When I refer to the involvement of social and economic factors, the immediate response from Government Members may be to claim that I am an apologist for what has happened. I am nothing of the kind. Like everyone else, I condemn the looting, the arson and the manner in which mobs were in control in the absence of the police. In some cases law-abiding people feared for their lives. That was the case in West Bromwich and Wolverhampton, which is near my constituency, and of course there was the tragic killing of three young men in Birmingham. I am not an apologist for law-breaking and never will be, but there are social and economic factors, such as deprivation and gangs. Questions have rightly been raised about the involvement of youngsters, some of them only nine, 10 or 11 years old, and, of course, the lack of parental control. Those are all part of the social and economic factors to which I have referred.

In the limited time available, I want to talk about the police. It is interesting that when Members have spoken today they have referred to the fact that the police were not around or that not enough of them were around. No one has suggested for one moment that there were too many police. We heard from my right hon. Friend the Member for Croydon North (Malcolm Wicks), for example, that it was impossible to contact the police. In those circumstances, I ask the Ministers who are present, and the Prime Minister and the Home Secretary, who are no longer in their places, whether it really makes any sense to go ahead with the proposed cuts.

In the west midlands it is intended that there will be 1,000 fewer officers. Indeed, more than 100 officers who have more than 30 years’ service have already been asked to leave against their wishes. They do not want to retire from the police service. The Government have argued time and again that that is necessary because of the cuts, but I believe that reducing police numbers and taking the view that what has happened in the past few days will not be repeated is very foolish. I know that my view will be dismissed as purely party political.

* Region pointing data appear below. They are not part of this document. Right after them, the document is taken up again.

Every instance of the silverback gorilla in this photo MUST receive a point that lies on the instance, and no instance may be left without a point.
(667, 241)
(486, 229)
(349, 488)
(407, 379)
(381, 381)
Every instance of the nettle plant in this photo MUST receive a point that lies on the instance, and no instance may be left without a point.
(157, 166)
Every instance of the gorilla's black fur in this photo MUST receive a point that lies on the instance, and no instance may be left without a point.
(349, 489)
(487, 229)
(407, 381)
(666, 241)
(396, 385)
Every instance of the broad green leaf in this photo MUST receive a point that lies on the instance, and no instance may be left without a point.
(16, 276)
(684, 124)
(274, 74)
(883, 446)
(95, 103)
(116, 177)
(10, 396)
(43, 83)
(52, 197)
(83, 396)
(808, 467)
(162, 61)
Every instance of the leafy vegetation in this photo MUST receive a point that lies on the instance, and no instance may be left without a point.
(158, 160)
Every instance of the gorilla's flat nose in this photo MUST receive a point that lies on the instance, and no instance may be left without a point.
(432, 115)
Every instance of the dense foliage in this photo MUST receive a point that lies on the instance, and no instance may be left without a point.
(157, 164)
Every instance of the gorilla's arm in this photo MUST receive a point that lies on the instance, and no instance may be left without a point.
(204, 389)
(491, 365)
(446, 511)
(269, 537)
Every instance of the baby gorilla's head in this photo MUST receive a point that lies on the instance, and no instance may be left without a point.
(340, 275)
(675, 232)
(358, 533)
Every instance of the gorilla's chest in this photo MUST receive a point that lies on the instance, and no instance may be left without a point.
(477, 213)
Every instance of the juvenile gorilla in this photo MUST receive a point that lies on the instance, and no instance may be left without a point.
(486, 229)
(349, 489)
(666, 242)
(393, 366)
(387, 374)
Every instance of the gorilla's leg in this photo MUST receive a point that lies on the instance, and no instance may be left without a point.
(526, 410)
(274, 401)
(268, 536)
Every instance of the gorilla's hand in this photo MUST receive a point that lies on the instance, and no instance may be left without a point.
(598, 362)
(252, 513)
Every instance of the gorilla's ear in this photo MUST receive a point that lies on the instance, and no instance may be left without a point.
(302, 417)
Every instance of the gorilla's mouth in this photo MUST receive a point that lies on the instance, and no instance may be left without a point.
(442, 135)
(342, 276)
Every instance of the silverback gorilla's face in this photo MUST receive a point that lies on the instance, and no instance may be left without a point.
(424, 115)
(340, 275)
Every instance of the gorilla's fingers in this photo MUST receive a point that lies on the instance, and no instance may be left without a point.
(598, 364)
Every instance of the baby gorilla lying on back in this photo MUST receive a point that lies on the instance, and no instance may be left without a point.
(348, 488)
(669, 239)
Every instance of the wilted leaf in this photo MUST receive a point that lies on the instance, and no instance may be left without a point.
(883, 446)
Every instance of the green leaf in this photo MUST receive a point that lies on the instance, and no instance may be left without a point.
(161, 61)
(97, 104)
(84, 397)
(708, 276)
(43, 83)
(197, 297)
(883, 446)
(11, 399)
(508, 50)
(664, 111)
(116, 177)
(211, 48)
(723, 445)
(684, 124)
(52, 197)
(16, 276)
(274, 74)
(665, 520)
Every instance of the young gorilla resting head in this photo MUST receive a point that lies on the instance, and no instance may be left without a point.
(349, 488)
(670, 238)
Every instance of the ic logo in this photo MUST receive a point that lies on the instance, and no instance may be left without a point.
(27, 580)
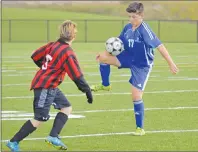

The other point I want to make is that I am very wary indeed of rubber bullets, water cannon and the rest of it. I am, always have been and probably always will be a firm believer in the ordinary policing that has been used in this country. In my view, the use of water cannon, rubber bullets and the rest of it, which has been suggested, far from resolving the issue, would probably escalate it and would have made the situation in the last four nights even worse. Let us put our confidence in ordinary policing and for heaven’s sake not go ahead with the reduction in police numbers. It makes no sense at all.